Once I started seriously considering veganism for my family, I thought to myself, "What in the world would I cook?" All I knew about vegans was they not only don't consume meat and dairy, but they don't consume anything that comes from an animal. So, no eggs, no honey, etc. What?! No eggs? Also, vegans have no issue with grains, which my body (apparently) does. So, what's a girl to do?
Plant-Powered Families: Over 100 Kid-Tested, Whole-Foods Vegan Recipes. Not only is it bursting with breakfast, lunch, dinner, snack, and dessert recipes, but she also offers substitutions for those with certain allergies (peanut, soy, gluten, etc.). Gluten-free? That might be for me!
With recipes like Ta-Quinos (chili and quinoa tacos), Ultimate Teriyaki Stir Fry, Cream of Cauliflower Soup, Crazy Brownies, and Pumpkin Pie Smoothies, it's quite apparent that I'm going to need to purchase this cookbook and give veganism an honest try! (Although, I might keep things like responsibly farmed tilapia and shrimp on the menu, because I just don't think I can give those up...)

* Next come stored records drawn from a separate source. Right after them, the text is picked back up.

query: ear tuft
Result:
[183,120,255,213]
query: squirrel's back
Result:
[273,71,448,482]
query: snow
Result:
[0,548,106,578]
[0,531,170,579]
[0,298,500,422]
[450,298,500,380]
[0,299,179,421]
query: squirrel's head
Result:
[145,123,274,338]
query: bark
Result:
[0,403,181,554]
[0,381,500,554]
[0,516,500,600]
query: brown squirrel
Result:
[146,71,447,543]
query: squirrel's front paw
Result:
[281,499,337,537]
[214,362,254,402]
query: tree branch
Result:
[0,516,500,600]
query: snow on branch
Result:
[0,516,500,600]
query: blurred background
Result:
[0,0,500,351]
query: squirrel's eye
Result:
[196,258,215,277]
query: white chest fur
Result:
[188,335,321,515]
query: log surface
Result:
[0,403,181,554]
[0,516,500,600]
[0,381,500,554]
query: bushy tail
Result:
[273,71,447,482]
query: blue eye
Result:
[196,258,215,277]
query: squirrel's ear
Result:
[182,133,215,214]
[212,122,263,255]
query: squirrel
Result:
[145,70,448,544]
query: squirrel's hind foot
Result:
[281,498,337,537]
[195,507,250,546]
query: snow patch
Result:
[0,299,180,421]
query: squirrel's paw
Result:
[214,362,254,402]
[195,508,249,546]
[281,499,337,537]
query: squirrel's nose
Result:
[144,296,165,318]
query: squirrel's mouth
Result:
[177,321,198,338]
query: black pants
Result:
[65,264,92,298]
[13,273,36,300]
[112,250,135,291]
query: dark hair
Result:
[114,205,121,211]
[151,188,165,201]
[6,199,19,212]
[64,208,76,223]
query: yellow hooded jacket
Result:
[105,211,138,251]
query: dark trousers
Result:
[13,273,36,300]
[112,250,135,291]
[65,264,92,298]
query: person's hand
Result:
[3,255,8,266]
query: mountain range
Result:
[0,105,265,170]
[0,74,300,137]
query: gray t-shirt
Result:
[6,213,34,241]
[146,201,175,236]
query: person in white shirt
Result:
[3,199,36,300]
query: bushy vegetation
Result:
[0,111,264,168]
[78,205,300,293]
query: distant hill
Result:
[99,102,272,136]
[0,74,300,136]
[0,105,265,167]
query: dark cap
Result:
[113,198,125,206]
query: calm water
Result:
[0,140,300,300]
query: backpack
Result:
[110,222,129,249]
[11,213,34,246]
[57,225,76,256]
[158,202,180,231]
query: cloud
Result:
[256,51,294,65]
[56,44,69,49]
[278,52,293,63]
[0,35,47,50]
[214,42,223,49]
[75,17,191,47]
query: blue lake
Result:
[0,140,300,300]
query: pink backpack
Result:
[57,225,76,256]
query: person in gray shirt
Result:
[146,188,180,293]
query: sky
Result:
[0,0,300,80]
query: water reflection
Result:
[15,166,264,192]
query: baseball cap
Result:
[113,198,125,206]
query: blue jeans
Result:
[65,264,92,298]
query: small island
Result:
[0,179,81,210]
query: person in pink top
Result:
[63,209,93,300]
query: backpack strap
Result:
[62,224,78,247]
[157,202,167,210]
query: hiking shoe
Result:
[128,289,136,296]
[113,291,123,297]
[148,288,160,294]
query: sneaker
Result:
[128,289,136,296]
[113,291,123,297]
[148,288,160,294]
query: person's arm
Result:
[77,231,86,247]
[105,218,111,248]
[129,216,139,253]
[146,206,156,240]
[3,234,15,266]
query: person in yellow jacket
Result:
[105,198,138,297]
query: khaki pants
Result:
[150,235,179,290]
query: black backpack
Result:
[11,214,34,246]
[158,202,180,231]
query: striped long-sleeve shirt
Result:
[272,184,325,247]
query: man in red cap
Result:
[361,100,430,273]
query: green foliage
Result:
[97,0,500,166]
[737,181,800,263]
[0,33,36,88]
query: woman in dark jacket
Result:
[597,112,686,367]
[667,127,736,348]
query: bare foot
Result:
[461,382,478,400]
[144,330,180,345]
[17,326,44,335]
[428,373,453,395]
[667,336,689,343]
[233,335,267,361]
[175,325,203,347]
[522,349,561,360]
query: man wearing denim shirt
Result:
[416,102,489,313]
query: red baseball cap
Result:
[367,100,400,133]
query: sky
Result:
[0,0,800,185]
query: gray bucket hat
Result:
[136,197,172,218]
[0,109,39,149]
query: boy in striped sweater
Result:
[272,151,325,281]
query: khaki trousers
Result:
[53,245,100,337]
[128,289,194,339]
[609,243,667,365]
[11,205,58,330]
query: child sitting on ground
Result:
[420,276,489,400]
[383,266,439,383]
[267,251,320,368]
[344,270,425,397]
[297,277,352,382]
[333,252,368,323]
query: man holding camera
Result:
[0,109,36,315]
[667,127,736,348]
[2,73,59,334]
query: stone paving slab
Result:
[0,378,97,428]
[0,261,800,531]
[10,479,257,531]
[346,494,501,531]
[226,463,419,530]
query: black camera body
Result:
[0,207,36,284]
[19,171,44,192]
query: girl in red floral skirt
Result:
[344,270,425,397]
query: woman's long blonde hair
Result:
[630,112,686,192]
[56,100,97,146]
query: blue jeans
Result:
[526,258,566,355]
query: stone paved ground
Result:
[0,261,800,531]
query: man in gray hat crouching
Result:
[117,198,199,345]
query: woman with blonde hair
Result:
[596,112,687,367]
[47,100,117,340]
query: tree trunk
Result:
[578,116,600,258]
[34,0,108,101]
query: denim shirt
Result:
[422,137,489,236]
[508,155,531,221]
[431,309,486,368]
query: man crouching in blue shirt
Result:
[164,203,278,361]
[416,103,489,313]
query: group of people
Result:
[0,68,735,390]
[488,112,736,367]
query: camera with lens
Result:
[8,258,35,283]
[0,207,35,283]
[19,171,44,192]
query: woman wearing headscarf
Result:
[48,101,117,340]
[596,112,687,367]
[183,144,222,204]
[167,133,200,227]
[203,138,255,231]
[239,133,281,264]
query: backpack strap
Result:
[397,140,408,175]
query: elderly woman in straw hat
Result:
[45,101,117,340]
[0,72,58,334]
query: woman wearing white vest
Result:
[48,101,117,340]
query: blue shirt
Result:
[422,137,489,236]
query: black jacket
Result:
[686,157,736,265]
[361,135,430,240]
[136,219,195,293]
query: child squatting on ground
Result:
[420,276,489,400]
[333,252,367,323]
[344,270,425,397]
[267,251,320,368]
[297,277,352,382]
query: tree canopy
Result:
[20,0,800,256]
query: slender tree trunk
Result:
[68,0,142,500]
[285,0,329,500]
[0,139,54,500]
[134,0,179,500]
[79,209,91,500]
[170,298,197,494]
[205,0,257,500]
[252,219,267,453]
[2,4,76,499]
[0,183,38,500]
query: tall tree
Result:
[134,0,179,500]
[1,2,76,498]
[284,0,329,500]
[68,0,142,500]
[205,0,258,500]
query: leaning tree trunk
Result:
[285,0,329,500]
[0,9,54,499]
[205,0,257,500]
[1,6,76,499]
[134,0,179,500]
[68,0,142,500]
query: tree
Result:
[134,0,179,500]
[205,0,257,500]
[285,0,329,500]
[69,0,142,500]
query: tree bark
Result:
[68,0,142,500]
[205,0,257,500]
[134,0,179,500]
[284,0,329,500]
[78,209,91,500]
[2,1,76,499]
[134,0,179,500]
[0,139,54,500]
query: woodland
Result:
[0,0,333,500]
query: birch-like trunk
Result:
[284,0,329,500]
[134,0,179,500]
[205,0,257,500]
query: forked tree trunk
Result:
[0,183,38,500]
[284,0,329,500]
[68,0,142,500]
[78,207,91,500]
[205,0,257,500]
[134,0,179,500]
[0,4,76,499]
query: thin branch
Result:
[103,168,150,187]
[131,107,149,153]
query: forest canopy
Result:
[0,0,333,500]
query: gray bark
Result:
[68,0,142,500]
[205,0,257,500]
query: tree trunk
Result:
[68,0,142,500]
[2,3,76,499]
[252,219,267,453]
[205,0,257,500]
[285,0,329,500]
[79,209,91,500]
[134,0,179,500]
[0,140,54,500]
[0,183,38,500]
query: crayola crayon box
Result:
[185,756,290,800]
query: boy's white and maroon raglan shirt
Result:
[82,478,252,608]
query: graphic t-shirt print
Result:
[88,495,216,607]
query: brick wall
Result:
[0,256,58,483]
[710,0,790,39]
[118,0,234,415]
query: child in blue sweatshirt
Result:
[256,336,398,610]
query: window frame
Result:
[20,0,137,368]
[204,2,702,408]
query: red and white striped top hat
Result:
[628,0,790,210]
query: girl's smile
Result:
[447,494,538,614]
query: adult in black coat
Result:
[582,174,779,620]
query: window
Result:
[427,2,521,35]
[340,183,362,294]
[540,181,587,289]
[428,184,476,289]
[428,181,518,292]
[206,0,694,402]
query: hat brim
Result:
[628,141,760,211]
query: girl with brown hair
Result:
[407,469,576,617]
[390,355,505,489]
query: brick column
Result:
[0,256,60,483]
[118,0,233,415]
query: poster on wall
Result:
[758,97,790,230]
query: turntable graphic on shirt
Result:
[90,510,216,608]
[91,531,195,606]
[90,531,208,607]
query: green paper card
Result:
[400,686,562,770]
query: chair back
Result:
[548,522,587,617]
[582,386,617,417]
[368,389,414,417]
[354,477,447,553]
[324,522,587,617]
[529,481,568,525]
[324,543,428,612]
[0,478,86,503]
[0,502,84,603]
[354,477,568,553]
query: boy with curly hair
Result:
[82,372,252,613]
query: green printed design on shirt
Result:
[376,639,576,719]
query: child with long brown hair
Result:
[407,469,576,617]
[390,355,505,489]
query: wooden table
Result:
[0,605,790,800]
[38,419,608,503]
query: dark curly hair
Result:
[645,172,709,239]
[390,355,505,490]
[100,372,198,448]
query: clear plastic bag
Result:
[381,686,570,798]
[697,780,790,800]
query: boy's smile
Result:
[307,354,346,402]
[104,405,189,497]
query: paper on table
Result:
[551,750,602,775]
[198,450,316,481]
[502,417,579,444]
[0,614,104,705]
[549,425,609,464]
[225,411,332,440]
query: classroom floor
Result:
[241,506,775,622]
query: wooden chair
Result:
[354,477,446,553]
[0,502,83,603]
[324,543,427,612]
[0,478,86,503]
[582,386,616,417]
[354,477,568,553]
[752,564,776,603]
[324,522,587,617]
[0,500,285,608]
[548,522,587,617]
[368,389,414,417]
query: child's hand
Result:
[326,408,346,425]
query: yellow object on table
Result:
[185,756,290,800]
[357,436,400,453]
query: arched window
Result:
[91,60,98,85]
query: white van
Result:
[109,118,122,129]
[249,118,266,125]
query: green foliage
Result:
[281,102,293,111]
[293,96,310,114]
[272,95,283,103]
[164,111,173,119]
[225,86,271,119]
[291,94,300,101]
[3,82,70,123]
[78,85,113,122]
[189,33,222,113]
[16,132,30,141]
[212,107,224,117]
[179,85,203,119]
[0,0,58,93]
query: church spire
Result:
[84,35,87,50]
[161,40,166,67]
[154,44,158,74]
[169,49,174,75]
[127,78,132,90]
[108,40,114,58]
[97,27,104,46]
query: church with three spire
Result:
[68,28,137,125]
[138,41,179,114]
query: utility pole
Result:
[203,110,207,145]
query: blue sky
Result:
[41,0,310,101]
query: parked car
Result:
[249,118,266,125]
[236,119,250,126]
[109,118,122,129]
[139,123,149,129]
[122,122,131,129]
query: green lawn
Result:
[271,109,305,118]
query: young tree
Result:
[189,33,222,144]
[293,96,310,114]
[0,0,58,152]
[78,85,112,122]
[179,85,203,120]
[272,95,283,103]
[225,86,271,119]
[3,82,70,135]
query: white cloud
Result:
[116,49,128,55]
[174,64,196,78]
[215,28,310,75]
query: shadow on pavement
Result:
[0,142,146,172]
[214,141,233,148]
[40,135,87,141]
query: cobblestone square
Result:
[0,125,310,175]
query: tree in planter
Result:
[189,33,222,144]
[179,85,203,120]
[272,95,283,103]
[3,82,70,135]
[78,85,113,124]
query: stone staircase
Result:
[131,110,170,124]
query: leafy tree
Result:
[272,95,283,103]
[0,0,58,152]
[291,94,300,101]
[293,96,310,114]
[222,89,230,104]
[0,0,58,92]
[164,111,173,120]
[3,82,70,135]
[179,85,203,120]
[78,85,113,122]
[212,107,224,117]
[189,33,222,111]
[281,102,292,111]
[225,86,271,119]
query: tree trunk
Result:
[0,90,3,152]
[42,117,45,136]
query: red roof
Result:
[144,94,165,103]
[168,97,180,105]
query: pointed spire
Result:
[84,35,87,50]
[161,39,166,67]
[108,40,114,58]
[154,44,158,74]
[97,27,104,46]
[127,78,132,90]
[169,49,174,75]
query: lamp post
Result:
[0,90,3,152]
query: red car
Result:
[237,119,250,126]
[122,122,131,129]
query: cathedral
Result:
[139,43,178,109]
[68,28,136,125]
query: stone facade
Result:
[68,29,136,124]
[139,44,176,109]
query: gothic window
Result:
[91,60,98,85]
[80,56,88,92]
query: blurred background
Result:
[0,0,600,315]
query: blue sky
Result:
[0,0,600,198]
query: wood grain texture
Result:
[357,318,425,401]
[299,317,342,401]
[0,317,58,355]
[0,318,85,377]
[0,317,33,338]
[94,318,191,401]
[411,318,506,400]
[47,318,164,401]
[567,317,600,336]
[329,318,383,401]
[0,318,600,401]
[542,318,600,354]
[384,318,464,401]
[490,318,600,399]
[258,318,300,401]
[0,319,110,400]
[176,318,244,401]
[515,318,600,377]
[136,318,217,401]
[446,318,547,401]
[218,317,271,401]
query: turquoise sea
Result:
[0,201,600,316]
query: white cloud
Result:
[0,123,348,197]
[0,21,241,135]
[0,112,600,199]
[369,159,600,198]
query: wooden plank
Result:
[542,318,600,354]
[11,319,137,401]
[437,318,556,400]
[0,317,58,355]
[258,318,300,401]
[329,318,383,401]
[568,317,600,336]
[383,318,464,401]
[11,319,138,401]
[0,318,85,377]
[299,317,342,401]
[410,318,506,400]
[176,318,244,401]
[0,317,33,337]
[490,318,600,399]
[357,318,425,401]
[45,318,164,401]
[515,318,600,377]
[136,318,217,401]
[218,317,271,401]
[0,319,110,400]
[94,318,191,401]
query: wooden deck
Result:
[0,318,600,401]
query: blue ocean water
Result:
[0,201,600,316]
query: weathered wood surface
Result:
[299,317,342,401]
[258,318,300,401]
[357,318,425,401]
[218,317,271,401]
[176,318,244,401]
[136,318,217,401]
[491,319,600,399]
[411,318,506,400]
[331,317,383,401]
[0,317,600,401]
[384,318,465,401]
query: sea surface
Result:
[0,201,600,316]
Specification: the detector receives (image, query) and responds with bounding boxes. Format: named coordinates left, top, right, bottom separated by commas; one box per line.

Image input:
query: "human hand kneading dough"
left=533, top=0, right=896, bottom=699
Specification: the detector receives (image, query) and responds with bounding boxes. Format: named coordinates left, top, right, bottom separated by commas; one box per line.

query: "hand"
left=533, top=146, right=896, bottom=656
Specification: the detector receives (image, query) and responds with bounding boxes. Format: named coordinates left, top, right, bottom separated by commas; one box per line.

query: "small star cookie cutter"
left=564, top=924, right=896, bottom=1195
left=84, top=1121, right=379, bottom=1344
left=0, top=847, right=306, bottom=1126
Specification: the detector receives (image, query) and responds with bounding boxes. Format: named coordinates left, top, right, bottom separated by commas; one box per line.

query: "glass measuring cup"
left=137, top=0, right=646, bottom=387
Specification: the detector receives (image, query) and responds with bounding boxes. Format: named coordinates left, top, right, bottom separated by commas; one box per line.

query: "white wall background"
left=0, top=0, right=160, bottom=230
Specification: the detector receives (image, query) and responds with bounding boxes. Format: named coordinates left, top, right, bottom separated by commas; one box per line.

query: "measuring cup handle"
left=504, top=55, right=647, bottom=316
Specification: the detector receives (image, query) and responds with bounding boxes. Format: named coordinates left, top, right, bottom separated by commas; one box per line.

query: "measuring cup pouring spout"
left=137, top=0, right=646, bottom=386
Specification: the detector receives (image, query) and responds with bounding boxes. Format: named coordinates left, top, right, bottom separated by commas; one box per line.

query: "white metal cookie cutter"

Dreena also includes tips for packing vegan school lunches, dealing with picky eaters, and FAQ's with nutrient charts for your nutrition-specific questions and concerns. This cookbook has really given me the push I needed to sample veganism and see if it's for us. I'm thinking a week to start, and if my family doesn't completely hate me by then, maybe we'll try a 30-day run.
Are you vegan? What's one recipe you'd recommend a considering-vegan try?